Il 16 agosto 72, due arabi regalarono un mangianastri esplosivo a due ragazze inglesi dirette a Tel Aviv. L'esplosione a bordo dell'aereo non ne causò la caduta. I due terroristi vennero arrestati.

Roma fu teatro anche di omicidi mirati sia di esponenti palestinesi da parte di agenti del Mossad, come lo scrittore Wael Zwaiter, rappresentante di Fatah (16 ottobre 72), sia di israeliani da parte di killer palestinesi come l'impiegato della El Al Vittorio Olivares (27 aprile 73).

Nel 72 un'escalation di attentati a depositi di combustibile in Olanda e Germania, poi a Trieste (4 agosto 72) e stragi come quella alle Olimpiadi di Monaco (5 settembre 72), allarmò il nostro governo che cercò di trovare una soluzione «diplomatica», intavolando accordi segreti con le organizzazioni palestinesi («lodo Moro»).

Fu così che tra maggio 72 e settembre 73 almeno 8 episodi, che avevano portato all'arresto di palestinesi, si risolsero in altrettante liberazioni, ottenute anche col pagamento di cauzioni da parte dei nostri servizi segreti. I due terroristi del mangianastri, ad esempio, verranno liberati il 13 febbraio 73.

In 4 occasioni, a Fiumicino, le forze dell'ordine arrestarono fedayn con valigie di armi e esplosivo. Ogni volta costoro venivano liberati. Il 17 giugno 73, in Piazza Barberini, saltò in aria un'auto. I due arabi a bordo restarono feriti. Anche loro verranno liberati il 13 agosto 73.

Il caso più clamoroso avvenne il 5 settembre 73 con l'arresto di cinque arabi a Ostia.
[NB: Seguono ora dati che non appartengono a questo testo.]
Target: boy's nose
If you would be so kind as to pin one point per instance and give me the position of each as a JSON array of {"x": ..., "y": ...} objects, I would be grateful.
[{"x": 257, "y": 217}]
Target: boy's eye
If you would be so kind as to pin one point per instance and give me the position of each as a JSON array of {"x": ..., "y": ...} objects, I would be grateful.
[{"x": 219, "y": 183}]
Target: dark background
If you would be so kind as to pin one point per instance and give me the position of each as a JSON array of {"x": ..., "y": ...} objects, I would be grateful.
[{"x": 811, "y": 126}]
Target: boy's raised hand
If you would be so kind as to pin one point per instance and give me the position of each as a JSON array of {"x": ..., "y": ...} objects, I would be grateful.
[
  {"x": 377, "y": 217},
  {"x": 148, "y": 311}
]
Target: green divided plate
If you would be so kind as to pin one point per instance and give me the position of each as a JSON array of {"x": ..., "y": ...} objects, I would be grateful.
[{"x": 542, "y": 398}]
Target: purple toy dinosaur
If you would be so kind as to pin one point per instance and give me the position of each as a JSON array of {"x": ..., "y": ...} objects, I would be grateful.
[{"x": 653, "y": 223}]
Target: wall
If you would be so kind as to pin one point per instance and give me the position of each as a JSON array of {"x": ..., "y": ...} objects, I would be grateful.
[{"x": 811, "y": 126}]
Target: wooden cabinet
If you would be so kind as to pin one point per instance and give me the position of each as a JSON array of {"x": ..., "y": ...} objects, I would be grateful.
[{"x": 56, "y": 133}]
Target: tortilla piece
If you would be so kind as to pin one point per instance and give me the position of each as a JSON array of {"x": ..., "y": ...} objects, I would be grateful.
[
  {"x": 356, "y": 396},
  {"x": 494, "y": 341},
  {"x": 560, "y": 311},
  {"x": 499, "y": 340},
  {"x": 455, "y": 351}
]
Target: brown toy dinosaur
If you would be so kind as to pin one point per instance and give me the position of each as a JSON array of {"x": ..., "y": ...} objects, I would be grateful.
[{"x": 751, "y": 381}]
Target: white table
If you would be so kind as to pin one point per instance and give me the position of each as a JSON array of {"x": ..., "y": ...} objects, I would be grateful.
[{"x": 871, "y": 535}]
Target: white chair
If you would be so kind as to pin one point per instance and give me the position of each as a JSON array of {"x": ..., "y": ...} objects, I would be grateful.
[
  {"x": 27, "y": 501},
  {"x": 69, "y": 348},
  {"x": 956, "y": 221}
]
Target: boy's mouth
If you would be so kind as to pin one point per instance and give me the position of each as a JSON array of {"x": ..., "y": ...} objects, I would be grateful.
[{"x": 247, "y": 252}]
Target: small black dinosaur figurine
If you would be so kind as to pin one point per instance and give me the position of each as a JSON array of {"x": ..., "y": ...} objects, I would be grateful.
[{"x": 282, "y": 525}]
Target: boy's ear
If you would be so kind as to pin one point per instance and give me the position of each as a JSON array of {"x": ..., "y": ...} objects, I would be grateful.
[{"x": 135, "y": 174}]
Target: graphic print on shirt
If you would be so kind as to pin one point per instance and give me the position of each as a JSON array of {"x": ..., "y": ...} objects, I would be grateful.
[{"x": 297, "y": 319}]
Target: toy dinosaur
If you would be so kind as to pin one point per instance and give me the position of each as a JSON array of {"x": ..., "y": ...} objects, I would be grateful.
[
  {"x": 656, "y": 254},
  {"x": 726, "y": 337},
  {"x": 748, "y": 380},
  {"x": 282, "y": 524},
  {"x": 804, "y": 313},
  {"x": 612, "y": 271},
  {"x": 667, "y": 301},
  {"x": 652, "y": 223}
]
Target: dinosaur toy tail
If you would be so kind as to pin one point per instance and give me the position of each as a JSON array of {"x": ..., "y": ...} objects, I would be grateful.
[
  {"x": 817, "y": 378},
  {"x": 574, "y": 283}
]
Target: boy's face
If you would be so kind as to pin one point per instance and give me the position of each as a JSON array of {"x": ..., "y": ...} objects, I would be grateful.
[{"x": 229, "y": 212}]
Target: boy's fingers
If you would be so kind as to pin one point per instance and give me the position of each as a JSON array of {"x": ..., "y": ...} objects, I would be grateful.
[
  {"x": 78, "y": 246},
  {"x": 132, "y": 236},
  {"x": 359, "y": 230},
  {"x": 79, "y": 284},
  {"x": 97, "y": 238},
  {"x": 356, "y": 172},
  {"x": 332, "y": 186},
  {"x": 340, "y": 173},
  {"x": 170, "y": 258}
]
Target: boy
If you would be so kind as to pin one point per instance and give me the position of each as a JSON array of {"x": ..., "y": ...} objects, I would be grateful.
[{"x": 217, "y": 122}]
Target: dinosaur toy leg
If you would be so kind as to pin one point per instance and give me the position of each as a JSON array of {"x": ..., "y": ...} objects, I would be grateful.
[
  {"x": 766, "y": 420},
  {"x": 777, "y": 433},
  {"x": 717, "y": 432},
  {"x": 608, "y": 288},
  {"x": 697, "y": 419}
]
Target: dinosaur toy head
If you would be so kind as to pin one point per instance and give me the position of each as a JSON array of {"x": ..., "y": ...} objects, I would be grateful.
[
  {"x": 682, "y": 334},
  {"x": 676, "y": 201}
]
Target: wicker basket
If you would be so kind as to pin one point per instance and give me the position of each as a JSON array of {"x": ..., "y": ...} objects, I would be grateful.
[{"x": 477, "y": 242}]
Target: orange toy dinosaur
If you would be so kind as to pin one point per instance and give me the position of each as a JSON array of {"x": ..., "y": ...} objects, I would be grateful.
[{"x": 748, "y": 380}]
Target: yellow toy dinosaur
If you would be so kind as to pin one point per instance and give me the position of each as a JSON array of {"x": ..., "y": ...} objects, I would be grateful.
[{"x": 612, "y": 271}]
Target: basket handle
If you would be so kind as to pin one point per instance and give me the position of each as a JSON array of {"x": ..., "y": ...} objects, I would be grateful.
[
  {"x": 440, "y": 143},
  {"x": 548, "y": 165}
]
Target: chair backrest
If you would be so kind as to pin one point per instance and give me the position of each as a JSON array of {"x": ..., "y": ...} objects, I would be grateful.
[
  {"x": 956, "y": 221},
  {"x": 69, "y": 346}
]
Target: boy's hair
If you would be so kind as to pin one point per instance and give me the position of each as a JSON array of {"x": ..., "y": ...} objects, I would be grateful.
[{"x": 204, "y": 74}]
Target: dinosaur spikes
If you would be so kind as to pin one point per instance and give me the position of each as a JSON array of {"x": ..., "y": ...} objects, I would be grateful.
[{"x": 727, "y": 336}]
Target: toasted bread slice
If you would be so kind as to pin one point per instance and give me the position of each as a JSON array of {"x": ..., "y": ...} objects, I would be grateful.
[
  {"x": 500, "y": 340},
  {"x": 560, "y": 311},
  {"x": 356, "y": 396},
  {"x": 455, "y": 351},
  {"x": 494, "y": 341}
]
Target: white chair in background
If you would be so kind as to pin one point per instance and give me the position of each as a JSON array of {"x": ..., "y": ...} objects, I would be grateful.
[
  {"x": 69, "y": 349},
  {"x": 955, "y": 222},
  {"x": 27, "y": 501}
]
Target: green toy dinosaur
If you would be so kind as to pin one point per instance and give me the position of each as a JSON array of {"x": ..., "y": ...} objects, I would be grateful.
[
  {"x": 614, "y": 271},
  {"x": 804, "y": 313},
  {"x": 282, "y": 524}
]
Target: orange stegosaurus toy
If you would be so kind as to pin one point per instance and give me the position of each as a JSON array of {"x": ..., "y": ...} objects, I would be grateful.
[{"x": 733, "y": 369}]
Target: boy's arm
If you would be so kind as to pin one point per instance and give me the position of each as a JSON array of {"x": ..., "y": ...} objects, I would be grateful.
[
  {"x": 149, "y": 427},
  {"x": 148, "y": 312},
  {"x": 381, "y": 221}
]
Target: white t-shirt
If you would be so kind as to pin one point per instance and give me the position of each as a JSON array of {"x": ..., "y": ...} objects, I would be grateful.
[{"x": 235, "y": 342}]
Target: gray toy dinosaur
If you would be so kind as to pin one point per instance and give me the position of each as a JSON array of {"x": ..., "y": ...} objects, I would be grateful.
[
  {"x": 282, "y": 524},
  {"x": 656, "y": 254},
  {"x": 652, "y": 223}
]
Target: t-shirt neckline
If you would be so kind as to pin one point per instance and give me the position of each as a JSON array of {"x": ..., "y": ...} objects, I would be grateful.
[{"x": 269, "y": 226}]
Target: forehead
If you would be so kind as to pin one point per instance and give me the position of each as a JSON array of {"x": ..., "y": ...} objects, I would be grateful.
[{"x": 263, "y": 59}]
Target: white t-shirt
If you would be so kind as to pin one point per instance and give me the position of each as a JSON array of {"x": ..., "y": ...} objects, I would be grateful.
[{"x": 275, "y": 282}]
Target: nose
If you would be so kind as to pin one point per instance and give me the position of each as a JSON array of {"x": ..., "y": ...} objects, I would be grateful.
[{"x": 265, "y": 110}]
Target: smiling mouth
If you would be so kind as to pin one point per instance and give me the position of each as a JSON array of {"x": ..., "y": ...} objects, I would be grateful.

Erano in possesso di missili; due di loro vennero scarcerati in ottobre e condotti in Libia con l'aereo dei servizi «Argo 16», poi precipitato il 23 novembre 73, forse per un sabotaggio del Mossad. Gli altri tre vennero liberati nel marzo ’74 dietro pagamento di una cauzione di 60 milioni di lire. Uno di loro era Amin el Hindi, numero 2 dell'intelligence palestinese ed elemento di raccordo col gruppo Carlos.